Monday, May 11, 2009

“The problem with a head injury: We can’t fix it.”

Chris Carlsson, one of the founders of Critical Mass, is considered an intellectual by the bike people, though it's hard to see why. In the land of the blind, the one-eyed is king, I suppose. Carlsson sneers at the idea of wearing a helmet while riding his bike.

Most bicycle accidents cause injury that a helmet cannot help, but still many cyclists share the mass media bias that says "if you’re not wearing a helmet, you have given up your rights to complain about an accident or the injuries you may have received." I find this absurd and offensive.

I've never seen any statement in the media, mass or otherwise, like the one he puts in quotes. Seems like Carlsson won't wear a helmet until the country's "hostile road structure" is a thing of the past, which means never:

It’s not a moral imperative to buy a commodity that offers meager protection in order to be critical of a ridiculously hostile road structure. You don’t deserve to die, or even suffer injury, just because you refuse the "common-sense Consumer Duty" to buy and wear a helmet. Road engineering today guarantees serious accidents between bikes and cars, and of course, cars and cars.
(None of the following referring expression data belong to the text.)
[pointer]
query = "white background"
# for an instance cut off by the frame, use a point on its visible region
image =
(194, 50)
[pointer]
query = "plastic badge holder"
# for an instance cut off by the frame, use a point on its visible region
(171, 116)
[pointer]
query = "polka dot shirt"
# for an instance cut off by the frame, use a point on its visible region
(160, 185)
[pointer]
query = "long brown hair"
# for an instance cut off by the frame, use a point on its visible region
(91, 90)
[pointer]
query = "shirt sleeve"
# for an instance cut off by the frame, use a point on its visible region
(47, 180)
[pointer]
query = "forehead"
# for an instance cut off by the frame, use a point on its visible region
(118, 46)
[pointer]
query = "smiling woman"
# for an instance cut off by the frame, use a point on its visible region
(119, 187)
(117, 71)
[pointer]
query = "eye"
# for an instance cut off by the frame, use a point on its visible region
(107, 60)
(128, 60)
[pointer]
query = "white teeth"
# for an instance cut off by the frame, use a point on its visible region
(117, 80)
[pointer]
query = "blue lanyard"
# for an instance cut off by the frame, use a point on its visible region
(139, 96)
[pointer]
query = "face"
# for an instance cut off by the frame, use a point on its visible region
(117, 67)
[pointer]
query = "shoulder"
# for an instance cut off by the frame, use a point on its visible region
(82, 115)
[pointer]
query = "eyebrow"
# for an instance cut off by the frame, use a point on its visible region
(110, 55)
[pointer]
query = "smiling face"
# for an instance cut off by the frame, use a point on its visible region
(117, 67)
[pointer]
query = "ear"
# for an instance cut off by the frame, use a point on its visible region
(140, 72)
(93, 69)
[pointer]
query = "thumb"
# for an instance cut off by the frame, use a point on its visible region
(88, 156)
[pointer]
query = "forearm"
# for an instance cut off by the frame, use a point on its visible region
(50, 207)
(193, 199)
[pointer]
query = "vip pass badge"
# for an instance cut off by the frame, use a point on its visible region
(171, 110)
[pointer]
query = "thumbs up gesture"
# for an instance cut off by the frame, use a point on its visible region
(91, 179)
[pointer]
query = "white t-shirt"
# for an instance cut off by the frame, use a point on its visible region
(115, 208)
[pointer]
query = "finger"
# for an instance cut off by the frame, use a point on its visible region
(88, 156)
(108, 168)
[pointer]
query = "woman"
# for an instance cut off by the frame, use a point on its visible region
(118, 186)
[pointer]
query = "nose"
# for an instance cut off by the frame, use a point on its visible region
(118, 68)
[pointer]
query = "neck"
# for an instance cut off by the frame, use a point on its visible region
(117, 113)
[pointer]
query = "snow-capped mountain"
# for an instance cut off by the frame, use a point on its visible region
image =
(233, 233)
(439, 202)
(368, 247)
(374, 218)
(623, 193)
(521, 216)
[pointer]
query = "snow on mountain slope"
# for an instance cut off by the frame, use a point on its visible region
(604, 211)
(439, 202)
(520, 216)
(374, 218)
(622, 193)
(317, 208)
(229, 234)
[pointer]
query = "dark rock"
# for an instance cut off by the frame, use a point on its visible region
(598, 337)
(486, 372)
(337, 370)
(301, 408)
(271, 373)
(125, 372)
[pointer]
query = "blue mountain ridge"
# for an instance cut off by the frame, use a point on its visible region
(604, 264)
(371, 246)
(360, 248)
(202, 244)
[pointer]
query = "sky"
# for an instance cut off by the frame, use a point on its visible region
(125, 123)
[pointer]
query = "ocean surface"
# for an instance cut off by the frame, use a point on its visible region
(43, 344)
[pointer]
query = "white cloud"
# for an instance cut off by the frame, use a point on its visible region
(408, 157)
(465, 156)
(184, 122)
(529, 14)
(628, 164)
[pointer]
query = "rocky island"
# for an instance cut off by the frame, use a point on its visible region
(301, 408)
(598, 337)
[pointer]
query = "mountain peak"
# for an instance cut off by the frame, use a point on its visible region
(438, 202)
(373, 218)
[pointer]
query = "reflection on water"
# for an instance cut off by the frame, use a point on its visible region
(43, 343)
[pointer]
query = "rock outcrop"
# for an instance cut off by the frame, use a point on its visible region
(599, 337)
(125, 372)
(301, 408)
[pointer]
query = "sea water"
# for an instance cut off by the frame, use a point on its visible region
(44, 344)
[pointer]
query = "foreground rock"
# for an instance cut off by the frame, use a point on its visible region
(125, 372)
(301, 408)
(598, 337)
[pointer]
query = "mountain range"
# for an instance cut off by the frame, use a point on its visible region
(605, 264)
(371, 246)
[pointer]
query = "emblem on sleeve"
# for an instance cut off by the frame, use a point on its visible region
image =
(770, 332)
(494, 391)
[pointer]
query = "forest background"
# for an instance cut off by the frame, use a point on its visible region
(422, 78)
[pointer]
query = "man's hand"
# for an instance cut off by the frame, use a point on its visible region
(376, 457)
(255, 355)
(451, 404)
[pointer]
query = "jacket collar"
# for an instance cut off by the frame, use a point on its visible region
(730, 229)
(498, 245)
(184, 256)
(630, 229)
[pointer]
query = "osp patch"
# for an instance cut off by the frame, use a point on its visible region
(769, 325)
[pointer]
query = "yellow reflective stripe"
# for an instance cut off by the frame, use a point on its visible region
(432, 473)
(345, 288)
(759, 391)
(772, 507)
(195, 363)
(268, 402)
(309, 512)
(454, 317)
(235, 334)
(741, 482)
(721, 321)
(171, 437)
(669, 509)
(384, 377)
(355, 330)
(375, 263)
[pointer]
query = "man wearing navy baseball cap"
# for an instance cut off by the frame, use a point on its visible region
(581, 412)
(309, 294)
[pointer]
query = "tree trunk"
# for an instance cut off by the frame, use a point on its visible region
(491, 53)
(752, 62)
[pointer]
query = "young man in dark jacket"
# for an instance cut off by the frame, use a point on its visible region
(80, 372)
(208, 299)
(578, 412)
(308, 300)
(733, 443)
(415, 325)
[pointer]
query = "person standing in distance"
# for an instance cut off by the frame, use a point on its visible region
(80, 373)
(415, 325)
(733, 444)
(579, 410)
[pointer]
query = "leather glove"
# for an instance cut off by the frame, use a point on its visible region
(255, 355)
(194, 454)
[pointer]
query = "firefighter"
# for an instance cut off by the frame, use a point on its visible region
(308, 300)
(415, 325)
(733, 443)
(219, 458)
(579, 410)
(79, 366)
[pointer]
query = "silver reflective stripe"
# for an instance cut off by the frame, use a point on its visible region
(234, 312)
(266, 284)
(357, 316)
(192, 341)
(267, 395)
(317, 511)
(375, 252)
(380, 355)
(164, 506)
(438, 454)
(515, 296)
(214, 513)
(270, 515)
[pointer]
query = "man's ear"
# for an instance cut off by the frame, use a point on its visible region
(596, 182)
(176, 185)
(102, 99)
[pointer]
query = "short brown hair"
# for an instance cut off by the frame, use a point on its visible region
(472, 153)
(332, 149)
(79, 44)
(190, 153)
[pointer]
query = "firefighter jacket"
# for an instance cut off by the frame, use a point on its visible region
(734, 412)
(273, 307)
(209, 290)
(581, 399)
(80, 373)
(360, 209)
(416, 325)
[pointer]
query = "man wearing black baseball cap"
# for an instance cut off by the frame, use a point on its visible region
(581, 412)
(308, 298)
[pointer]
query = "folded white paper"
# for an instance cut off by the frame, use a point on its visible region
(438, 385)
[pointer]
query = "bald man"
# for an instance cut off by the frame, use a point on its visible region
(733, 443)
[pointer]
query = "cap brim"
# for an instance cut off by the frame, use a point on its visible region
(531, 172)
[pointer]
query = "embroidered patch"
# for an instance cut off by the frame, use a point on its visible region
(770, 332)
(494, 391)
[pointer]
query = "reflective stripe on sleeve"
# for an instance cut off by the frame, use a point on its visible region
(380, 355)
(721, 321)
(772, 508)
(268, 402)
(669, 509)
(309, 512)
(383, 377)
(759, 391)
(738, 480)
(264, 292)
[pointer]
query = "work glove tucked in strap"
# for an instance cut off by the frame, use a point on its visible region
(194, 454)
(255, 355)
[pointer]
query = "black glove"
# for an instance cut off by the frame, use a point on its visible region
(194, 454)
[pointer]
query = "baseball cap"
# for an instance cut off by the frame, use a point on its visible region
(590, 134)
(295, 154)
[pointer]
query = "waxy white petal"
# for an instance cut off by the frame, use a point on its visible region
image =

No, of course you don't "deserve" to die just because you aren't wearing a helmet while cycling, but not wearing one makes it more likely that you will. And it's not "a moral imperative," either. It just seems prudent. Carlsson then backs off a little:

You may survive a slightly higher percentage of these predictable and designed "accidents" wearing a helmet, but you are reproducing an insidious logic when you criticize bare-headed cyclists. It is terribly false to place the onus for traffic safety on the individual vehicle driver, whether car or bike. The system is designed in such a way that it is entirely predictable that many thousands of people will die in the "normal" course of events on America’s roadways. Cyclists who ride without helmets do not thereby deserve the fate handed out by the unforgiving streets of America.

He puts "accidents" in quotes, since he thinks it isn't really an accident when cyclists get hurt because of the way our traffic system is designed. But it seems that much of the "onus" for cyclists staying safe in traffic should be placed on them, and it's irresponsible to suggest that not wearing a helmet makes you some kind of rebel.

See the writings of Robert Hurst and John Forrester, who emphasize that the safest cyclist is the most experienced, best prepared, best equipped, and wariest cyclist, all of which are under the control of the individual cyclist. Both writers note that most cycling accidents have nothing to do with other vehicles; and both recommend wearing helmets, as does the National Safety Council, which tells us that 85% of cycling fatalities are caused by head injuries.

The Bicycle Helmet Safety Institute says that that number is only two-thirds:

But helmets aren’t meant to prevent accidents. They’re there to prevent head trauma in case of an accident. The Bicycle Helmet Safety Institute says two-thirds of bicyclist deaths are from brain injuries. And while some riders worry that helmets will be useless in a high-speed collision, experts say that most brushes with the pavement do not happen at a very high speed. Helmets are designed to deal with the average impact exceptionally well...“The problem with a head injury is that we can’t fix it,” says head injury specialist Mary Pat McKay. “If you come in here with a severe brain injury, you’ll never be the same again. You may not go back to the same job you had before. You may need round-the-clock care.” McKay says the hardest thing about her job is giving families bad news. It hit close to home when her friend’s son crashed on his bike without a helmet. His head hit a pole. He was about to graduate from an Ivy League law school. Now he paints houses.

Kirk Janes, a San Francisco bike messenger, died last year when he ran into a truck near Alamo Square. He wasn't wearing a helmet.